In another embodiment of the present invention, based on the embodiment shown in fig. 7, themodel training module 720 is specifically configured to:
inputting sample laser point cloud data in model training data into a target network model; the target network model comprises a feature extraction layer and a regression layer;
determining a characteristic vector in sample laser point cloud data through a first model parameter of a characteristic extraction layer; performing regression on the feature vector through a second model parameter of the regression layer to obtain an initial labeling frame;
determining the difference between the initial marking frame and a standard marking frame corresponding to sample laser point cloud data in model training data;
when the difference is larger than a preset difference threshold value, modifying the first model parameter and the second model parameter according to the difference, and returning to execute the operation of inputting the sample laser point cloud data into the target network model;
and when the difference is not larger than a preset difference threshold value, determining that the training of the target network model is finished.
In another embodiment of the present invention, based on the embodiment shown in fig. 7, the apparatus further includes:
the two-dimensional display module 750 is further configured to, when the number of the sample laser point cloud data that are not marked in the data set to be marked is not greater than the first number, directly display the third sample laser point cloud data by using the sample laser point cloud data that are not marked in the data set to be marked as the third sample laser point cloud data;
a standardbox determination module 760 further configured to obtain a labeling operation of the annotator for the third sample laser point cloud data input; determining a standard marking frame of an object to be marked aiming at the third sample laser point cloud data according to marking operation;
a first addingmodule 770 further configured to add the third sample laser point cloud data and the corresponding standard labeling box to the training set.
The above device embodiment corresponds to the method embodiment, and has the same technical effect as the method embodiment, and for the specific description, refer to the method embodiment. The device embodiment is obtained based on the method embodiment, and for specific description, reference may be made to the method embodiment section, which is not described herein again.

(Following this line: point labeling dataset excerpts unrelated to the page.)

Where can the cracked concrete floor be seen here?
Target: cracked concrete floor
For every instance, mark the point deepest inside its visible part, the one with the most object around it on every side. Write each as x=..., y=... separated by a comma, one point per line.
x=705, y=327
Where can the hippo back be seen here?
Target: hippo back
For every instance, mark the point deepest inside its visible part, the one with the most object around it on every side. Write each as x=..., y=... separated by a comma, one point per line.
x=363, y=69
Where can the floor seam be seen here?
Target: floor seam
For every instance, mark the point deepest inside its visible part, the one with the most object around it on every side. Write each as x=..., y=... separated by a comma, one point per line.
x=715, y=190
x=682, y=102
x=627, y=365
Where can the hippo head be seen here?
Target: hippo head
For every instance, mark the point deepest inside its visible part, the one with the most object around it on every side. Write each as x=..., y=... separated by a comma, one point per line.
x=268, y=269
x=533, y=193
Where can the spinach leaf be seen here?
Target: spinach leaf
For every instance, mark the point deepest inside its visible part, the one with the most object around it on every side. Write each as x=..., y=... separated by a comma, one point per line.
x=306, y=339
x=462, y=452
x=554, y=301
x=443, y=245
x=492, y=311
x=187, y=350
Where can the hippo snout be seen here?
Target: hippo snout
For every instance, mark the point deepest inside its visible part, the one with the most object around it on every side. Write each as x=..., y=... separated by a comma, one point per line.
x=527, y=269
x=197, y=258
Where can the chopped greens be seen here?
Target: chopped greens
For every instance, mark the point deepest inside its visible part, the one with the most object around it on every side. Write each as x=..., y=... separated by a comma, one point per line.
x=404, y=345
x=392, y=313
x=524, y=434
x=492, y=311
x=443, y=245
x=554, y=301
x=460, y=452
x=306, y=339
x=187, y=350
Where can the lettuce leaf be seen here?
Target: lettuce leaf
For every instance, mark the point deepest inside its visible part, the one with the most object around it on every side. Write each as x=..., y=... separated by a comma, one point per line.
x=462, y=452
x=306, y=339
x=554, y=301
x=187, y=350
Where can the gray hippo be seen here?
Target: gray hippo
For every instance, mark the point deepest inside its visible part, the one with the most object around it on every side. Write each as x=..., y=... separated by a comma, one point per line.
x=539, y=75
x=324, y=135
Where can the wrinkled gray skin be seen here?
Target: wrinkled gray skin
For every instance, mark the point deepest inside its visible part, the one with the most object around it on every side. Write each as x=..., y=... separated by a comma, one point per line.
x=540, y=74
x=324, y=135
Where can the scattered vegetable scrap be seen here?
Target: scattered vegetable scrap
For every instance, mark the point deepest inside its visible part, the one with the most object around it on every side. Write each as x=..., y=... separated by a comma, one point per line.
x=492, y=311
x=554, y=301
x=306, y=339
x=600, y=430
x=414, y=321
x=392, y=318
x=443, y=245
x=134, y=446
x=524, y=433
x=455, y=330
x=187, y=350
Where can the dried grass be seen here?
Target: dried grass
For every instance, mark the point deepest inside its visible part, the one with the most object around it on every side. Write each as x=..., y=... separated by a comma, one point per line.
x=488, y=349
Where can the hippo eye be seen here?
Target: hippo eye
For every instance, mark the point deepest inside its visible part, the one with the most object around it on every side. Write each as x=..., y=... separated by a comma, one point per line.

Those of ordinary skill in the art will understand that: the figures are merely schematic representations of one embodiment, and the blocks or flow diagrams in the figures are not necessarily required to practice the present invention.
Those of ordinary skill in the art will understand that: modules in the devices in the embodiments may be distributed in the devices in the embodiments according to the description of the embodiments, or may be located in one or more devices different from the embodiments with corresponding changes. The modules of the above embodiments may be combined into one module, or further split into multiple sub-modules.
Finally, it should be noted that: the above examples are only intended to illustrate the technical solution of the present invention, but not to limit it; although the present invention has been described in detail with reference to the foregoing embodiments, it will be understood by those of ordinary skill in the art that: the technical solutions described in the foregoing embodiments may still be modified, or some technical features may be equivalently replaced; and such modifications or substitutions do not depart from the spirit and scope of the corresponding technical solutions of the embodiments of the present invention.